Christmas is a complicated concept. As a child it was full of wonder and excitement. I remember hearing that for some it was the most depressing time of year. I couldn’t imagine how that could be. As I grew older and left the fantasy of the holiday behind, it became more about time off from school. The family piece was always confusing for me. While we got together with some of the family, it was actually at Christmas that we severed ties with half of my father’s family. No explanation, just no more. I missed that part of the holiday and never let go of the unanswered questions.

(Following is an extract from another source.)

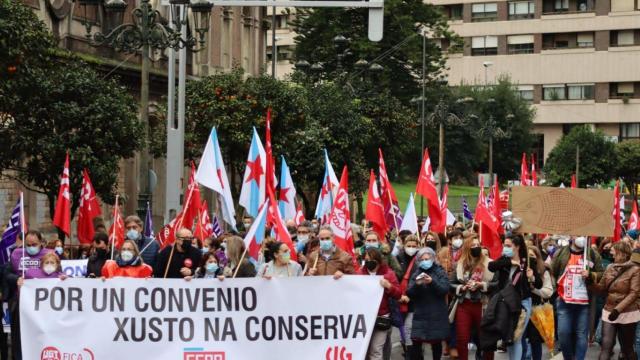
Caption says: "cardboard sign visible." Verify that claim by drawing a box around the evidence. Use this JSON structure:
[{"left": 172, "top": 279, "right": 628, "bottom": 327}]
[{"left": 511, "top": 186, "right": 614, "bottom": 236}]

In college, Christmas was overshadowed by stress. For me, so much of the joy is centered around the anticipation and preparation of Christmas. With final exams, lengthy papers and research projects all due right before the holidays, I felt that they took away from my ability to focus on the true spirit of Christmas. Then it was all over in a blur, with just a faint echo of a Christmas carol in my mind.
With each passing year, the dynamics of Christmas changed for me, but the music remained the same. When else in your life does everything change except the music? As life changes, music changes. I think this is why it bothers me to listen to the same songs, year after year after year.
I always embrace a musical artist who releases a Christmas album without the traditional holiday songs. I don’t want to hear those songs anymore. I want to find songs that speak to who I am now. I want to be able to listen to them years from now and remember where I was and what was going on in my life. Just as a fragrance will take me back, music also floods me with memories.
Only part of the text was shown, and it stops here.